In 2010-11, a total of 57 public issues entered the market, compared to 44 the previous year. Of these, 52 were initial offerings and the remaining five follow-on offers. The average deal size was Rs.811 crore. Ten issues were for Rs.1,000 crore and above. At the other end, there were six issues of less than Rs.50 crore and none below Rs.10 crore. The important message here is that India's primary market remains tilted towards large companies. The ongoing efforts of the government and the regulator, SEBI, to encourage small and medium enterprises to seek funds from the capital market instead of depending solely on bank finance have not been successful. Dedicated exchanges for small share offerings have not taken off. The OTC exchange, which goes back to the early 1990s, was well conceptualised but it found few takers. Public issue of shares continues to be an expensive affair. The system, derived from regulatory rules as well as deeply ingrained market practices, favours the larger issuers over the small. Irrespective of the issue size, there are certain fixed costs such as advertising and publicity that the issuer has to incur. That, in many cases, raises the bar for the smaller issues. While there is absolutely no doubt that a public listing of shares confers many advantages to a corporate, the small and medium enterprises (SMEs) will have to weigh the costs involved against the advantages. Many SMEs therefore depend on outside equity support from venture capital, private equity and many categories of institutional investors.

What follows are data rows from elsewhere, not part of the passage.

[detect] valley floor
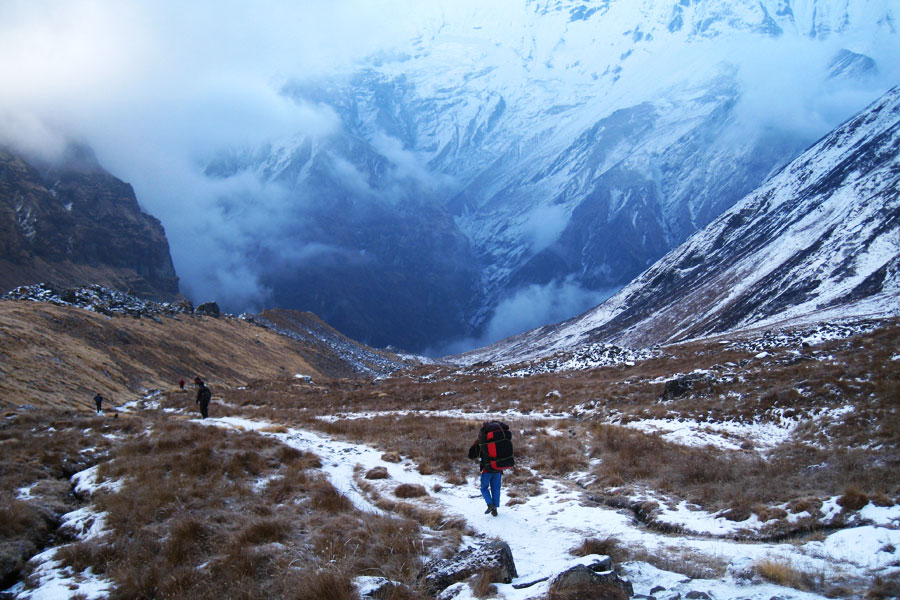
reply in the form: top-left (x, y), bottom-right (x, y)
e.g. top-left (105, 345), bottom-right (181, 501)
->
top-left (7, 399), bottom-right (900, 600)
top-left (0, 316), bottom-right (900, 600)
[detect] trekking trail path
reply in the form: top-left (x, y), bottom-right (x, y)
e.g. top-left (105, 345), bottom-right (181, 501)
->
top-left (197, 417), bottom-right (884, 600)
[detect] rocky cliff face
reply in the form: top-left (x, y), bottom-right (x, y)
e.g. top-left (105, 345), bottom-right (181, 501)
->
top-left (208, 0), bottom-right (897, 349)
top-left (464, 81), bottom-right (900, 360)
top-left (0, 148), bottom-right (178, 300)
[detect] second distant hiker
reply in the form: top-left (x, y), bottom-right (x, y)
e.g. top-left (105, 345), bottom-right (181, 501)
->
top-left (469, 421), bottom-right (515, 517)
top-left (195, 377), bottom-right (212, 419)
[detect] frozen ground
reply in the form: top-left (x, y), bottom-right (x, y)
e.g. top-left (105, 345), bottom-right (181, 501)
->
top-left (205, 417), bottom-right (900, 600)
top-left (8, 406), bottom-right (900, 600)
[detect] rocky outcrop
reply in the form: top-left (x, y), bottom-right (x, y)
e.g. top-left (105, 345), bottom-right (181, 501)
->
top-left (418, 541), bottom-right (518, 596)
top-left (0, 148), bottom-right (178, 300)
top-left (550, 556), bottom-right (634, 600)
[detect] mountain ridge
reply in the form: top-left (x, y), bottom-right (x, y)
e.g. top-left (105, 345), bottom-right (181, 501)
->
top-left (211, 0), bottom-right (896, 350)
top-left (464, 79), bottom-right (900, 360)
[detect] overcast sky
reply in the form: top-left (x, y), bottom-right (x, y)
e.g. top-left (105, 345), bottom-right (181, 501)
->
top-left (0, 0), bottom-right (460, 308)
top-left (0, 0), bottom-right (898, 346)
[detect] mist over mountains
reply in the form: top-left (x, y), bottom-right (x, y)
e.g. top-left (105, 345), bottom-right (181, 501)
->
top-left (0, 0), bottom-right (900, 353)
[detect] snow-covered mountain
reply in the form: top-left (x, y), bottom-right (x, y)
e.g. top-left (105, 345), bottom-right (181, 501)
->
top-left (464, 86), bottom-right (900, 361)
top-left (207, 0), bottom-right (900, 349)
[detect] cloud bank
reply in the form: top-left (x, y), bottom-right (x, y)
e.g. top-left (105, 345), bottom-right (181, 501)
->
top-left (0, 0), bottom-right (900, 341)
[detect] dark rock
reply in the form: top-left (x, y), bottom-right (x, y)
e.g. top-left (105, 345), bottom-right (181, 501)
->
top-left (417, 541), bottom-right (519, 596)
top-left (550, 557), bottom-right (634, 600)
top-left (194, 302), bottom-right (220, 317)
top-left (0, 148), bottom-right (178, 300)
top-left (362, 577), bottom-right (413, 600)
top-left (662, 373), bottom-right (709, 400)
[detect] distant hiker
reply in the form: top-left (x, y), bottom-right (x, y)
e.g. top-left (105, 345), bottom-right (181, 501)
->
top-left (197, 377), bottom-right (212, 419)
top-left (469, 421), bottom-right (515, 517)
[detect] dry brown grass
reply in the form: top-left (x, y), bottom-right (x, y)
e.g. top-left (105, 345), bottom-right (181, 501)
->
top-left (0, 417), bottom-right (438, 599)
top-left (0, 300), bottom-right (332, 412)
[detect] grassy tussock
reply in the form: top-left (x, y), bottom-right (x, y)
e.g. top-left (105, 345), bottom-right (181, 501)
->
top-left (31, 420), bottom-right (440, 599)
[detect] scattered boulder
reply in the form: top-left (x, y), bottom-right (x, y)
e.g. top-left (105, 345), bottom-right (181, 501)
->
top-left (381, 452), bottom-right (402, 463)
top-left (366, 467), bottom-right (388, 479)
top-left (194, 302), bottom-right (220, 317)
top-left (418, 541), bottom-right (519, 596)
top-left (662, 373), bottom-right (709, 400)
top-left (548, 556), bottom-right (634, 600)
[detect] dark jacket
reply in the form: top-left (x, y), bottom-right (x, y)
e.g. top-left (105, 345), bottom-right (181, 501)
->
top-left (469, 421), bottom-right (503, 473)
top-left (197, 383), bottom-right (212, 404)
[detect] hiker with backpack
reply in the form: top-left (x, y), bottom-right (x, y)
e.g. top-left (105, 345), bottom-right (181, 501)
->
top-left (195, 377), bottom-right (212, 419)
top-left (469, 421), bottom-right (515, 517)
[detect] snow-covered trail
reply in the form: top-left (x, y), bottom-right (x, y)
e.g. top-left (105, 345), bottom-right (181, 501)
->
top-left (204, 417), bottom-right (880, 600)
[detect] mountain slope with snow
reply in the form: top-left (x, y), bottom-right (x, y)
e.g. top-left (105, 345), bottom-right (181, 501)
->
top-left (468, 79), bottom-right (900, 360)
top-left (208, 0), bottom-right (900, 348)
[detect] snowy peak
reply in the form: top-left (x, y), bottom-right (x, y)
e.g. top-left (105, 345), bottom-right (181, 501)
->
top-left (479, 79), bottom-right (900, 359)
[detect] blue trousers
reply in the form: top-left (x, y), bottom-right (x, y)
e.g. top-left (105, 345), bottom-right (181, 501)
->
top-left (481, 473), bottom-right (503, 506)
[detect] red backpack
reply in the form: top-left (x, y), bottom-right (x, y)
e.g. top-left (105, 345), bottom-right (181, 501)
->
top-left (478, 421), bottom-right (516, 471)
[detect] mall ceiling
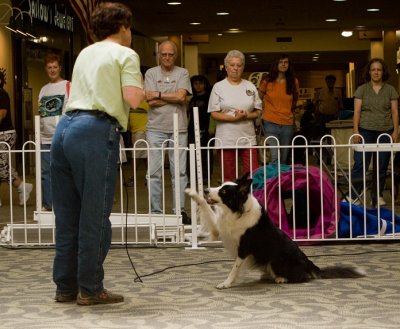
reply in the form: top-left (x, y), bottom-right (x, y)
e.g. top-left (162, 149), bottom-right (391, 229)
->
top-left (129, 0), bottom-right (400, 36)
top-left (124, 0), bottom-right (400, 65)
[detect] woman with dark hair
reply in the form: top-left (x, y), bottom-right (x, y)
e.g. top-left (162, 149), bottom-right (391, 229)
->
top-left (50, 2), bottom-right (144, 305)
top-left (188, 75), bottom-right (214, 181)
top-left (258, 54), bottom-right (299, 163)
top-left (0, 68), bottom-right (33, 207)
top-left (352, 58), bottom-right (399, 206)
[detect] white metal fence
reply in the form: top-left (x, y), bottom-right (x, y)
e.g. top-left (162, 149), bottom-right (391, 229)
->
top-left (0, 112), bottom-right (400, 243)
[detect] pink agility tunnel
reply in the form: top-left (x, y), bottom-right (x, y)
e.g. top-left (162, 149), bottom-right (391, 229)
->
top-left (253, 165), bottom-right (340, 240)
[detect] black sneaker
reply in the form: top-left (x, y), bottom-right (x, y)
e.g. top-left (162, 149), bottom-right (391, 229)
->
top-left (181, 211), bottom-right (192, 225)
top-left (76, 289), bottom-right (124, 305)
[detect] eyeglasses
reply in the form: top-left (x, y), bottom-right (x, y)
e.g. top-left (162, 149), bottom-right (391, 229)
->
top-left (161, 53), bottom-right (175, 57)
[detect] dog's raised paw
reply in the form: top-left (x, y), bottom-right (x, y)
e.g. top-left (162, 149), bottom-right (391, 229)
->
top-left (185, 188), bottom-right (205, 203)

Keywords: Capital market, public equity issues



It is correct to say that public is tilted towards big and well known companies when it comes to primary market.One of the reasons for such biasing is ongoing scandals which involves lot of small big companies. DB Reality which had shown a dramatic progress but is now facing charges of money laudering and involvement in 2G scam!. So public chooses companies to be at the safer side.
I would like to raise two questions in this regard - 1) Is the situation in any other country any different from what we see in India? I doubt it. SMEs all over the world face constraints not only for raising capital, but also for recruiting experts, transacting with vendors and customers, etc. This is just a part and parcel of SME operations. There is little that can be done about it. I feel the MSME industry is already doing that by means of training, technology upgradation and credit availability.

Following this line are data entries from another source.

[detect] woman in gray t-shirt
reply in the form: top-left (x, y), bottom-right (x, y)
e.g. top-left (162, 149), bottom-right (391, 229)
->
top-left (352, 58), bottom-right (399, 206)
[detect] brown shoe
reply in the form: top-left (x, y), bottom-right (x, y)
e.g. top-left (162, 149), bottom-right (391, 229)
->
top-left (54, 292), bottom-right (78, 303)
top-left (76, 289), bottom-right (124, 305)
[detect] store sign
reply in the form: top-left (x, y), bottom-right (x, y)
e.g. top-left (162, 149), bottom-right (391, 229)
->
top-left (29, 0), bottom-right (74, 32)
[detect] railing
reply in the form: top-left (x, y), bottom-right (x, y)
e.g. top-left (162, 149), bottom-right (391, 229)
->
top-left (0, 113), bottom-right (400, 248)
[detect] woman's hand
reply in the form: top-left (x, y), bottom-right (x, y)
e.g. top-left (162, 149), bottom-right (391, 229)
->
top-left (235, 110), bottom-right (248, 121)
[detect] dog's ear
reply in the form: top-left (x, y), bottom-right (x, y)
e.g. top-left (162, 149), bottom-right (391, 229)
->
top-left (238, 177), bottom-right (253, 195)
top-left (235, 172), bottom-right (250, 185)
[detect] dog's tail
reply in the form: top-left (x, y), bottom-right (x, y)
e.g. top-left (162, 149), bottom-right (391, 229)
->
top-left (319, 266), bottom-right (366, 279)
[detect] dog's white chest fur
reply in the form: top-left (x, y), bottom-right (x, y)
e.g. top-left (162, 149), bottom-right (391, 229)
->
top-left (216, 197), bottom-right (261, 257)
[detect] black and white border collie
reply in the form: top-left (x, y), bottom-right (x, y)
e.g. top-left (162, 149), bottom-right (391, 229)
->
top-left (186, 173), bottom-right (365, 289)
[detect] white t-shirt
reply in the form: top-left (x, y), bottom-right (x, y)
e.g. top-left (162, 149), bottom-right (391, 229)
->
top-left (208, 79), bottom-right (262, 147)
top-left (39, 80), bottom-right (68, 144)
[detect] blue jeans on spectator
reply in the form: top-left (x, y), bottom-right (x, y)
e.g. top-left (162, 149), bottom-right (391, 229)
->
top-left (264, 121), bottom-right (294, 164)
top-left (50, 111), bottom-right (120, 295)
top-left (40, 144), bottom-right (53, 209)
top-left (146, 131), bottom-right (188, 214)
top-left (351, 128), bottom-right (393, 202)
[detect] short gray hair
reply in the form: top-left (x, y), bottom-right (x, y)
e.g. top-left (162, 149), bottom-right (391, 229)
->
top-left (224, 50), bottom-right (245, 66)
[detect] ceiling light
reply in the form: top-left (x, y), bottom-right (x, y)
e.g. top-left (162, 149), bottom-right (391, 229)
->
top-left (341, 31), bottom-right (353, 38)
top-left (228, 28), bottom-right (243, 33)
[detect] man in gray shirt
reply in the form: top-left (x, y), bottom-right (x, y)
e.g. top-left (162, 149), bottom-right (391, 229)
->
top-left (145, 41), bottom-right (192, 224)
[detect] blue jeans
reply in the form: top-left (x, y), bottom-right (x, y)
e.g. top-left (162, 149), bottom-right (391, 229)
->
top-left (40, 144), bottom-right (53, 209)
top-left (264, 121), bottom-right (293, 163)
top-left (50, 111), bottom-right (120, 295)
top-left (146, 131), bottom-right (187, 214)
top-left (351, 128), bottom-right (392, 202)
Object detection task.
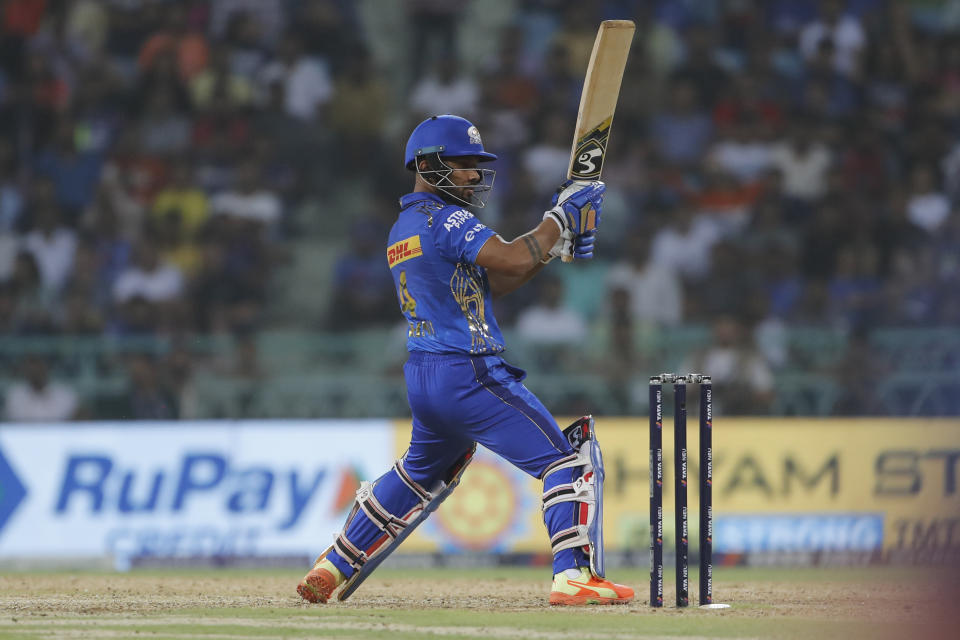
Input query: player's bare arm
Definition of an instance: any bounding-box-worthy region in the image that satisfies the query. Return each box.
[477,220,560,278]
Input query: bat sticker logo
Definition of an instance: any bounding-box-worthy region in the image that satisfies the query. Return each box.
[576,145,603,175]
[570,116,612,180]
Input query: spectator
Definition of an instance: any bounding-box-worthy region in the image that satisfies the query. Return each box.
[23,202,77,292]
[606,231,684,326]
[190,45,251,111]
[650,203,719,279]
[410,58,480,119]
[137,3,210,82]
[34,119,103,215]
[328,219,397,331]
[4,356,80,422]
[0,139,24,234]
[523,112,570,193]
[828,243,881,327]
[800,0,867,76]
[151,158,209,240]
[709,120,771,184]
[673,23,732,107]
[650,80,713,166]
[907,165,950,234]
[118,355,179,420]
[260,36,336,122]
[406,0,464,76]
[770,121,832,203]
[222,11,268,82]
[210,161,283,228]
[516,277,587,346]
[10,252,59,335]
[290,0,363,75]
[113,240,184,303]
[139,89,191,156]
[330,50,390,146]
[210,0,286,48]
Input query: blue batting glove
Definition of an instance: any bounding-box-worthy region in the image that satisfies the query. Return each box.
[543,180,607,235]
[573,229,597,260]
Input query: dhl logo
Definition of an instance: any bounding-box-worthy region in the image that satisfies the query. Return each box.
[387,236,423,269]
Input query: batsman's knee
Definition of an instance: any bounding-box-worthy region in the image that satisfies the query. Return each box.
[542,416,604,578]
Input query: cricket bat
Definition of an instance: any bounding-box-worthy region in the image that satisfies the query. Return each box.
[560,20,635,262]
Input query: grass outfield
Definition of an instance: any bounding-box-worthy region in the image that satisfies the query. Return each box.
[0,568,960,640]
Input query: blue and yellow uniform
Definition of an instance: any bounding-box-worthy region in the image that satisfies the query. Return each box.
[328,192,587,576]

2) One key reason behind investors shying away from SMEs is the opacity in accounting and corporate governance. It is not so easy to trust a relatively unknown name. The auditors and IPO managers for SMEs are also not so well known. Before settling these issues, isn't it too much to expect out of the markets ?
There are many reasons for SMEs' for not willing to enter capital markets. 1. These are mainly family owned business. There is naturally a fear of losing control. 2. Tax issues and compliance, both direct and indirect. Fear of scrutiny and accountability, if they go public. A few suggestions are:
a. They can be encouraged to invite Fixed deposits, after getting a certification, from SEBI, of their standing and financial stability. b. They can be exempted from the rigors of SEBI compliance, if they tap the Primary markets. c. They should promise, a legally binding one, of assured returns to the investors, if they go for IPO. SEBI can come out with practical suggestions, to improve the capital of these companies.